それからせっせとワークに向き合っているのだが、いかんせん英語が苦手で思ったように進まない。
「はぁ……」
「おや、なんだか忙しそうだね」
「類!」
類が病院に来たということは、もう放課後になってしまったということだ。あまり時間がない。
「すまん!英語の長文を読むのを手伝ってくれないか?母さんが来る前に終わらせたいんだ!」
「それは構わないのだけど……司くんが慌てて勉強だなんて珍しいね」
「ぐっ!今日提出する課題が残っていたのにさっき気づいたんだ……」
「なるほど。答えを写さないなんて司くんは真面目だなぁ」
類はくすくす笑いながらも司の横に座り、司が読めない文章をすらすらと日本語に訳してくれる。全く憎らしいほどに優秀な脳みそだ。
「司、来たわよ。あら、類くん!こんにちは」
「こんにちは」
「母さん、ちょっと待ってくれ!あとここだけで終わるんだ!」
「はいはい」
司の母は、てきぱきと持ってきた荷物を棚に収納し、すでに終わっている教材を鞄に詰める。
「類くん、いつも司に会いにきてくれてありがとう」
「いえ、僕が好きで来てるだけなので」
「ふふ。司に類くんみたいな仲良しの友達ができて本当に良かったわ」
仲良し、と言われて類はむずがゆくなる。こういう時、どんな顔をすればいいのか、友人というものがほとんどいなかった類は知らなかった。
「ハーッハッハ!ついに終わったぞ!」
問題が解けたときのかっこいいポーズをビシッと決め、問題文の上にのった消しかすを手ではらう。
「では母さん、よろしく頼む!」
「ええ。私は学校に行ったら、今日は家に帰るから。また明日来るわね。必要なものがあったら言ってね」
「あぁ、ありがとう母さん」
病室を出る母を見送り、机の上の筆記用具を片付ける。
「類のおかげでなんとか終わったぞ!お礼にジュースを奢ってやろう!」
「おや、悪いねぇ」
財布を掴み、一階の売店へ向かう。自動販売機は病院の各階にあるが、売店とその側の自動販売機が1番種類が豊富なのだ。

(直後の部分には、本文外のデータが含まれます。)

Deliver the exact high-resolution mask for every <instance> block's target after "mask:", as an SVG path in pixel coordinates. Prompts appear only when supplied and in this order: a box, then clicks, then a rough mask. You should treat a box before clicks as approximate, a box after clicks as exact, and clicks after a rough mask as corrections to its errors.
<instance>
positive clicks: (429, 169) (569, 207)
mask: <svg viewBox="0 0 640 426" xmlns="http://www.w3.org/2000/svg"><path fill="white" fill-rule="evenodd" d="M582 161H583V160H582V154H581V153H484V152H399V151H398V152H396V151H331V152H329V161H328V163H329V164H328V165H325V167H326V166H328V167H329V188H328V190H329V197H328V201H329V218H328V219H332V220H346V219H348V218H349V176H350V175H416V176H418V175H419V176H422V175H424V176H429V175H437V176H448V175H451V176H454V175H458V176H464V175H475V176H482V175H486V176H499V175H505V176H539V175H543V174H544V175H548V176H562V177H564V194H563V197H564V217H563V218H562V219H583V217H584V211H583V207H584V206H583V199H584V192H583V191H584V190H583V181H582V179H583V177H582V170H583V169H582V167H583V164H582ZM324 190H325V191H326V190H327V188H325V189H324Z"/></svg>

類に炭酸ジュース、司はお気に入りの紅茶を買い、てくてくと階段を登る。
「明日注文したミュージカルのDVDが届く予定なんだ。届いたら一緒に観ようよ」
「いいのか!?」
「もちろん。犬達が主役の物語で、そのタイトルのショーは以前にも観たことがあるんだけど、今回のは僕の好きな演出家が……」
ミュージカルについて楽しそうに話しながら類はどんどん階段を登っていく。今日はやけに司と類の距離が遠かった。いつもは隣り合いながら歩くのに……。
ごとん。
司の手からペットボトルが滑り落ちた。
「司くん?」
「…………」
なんだか呼吸がしづらい。類が心配するから、早くペットボトルを拾って、返事をしなければいけないのに、体が重くてその場から動けない。
「はぁ…はぁ……っ」
「司くん!しっかりして!僕の声聞こえる!?」
なんとか頷く司。類はひとまず足場の悪い階段から踊り場に司を移動させる。しかし近くには人もいなければ呼び出しボタンのようなものもない。
「ちょっと待っててね、人を呼んでくるから!」
ばたばたと慌てて類が走るのを、ぼんやり眺める。
「けほっ」
(DVD、明日観るのは無理かもしれないな……)
ぐったりと壁に体を預け、司は目を閉じた。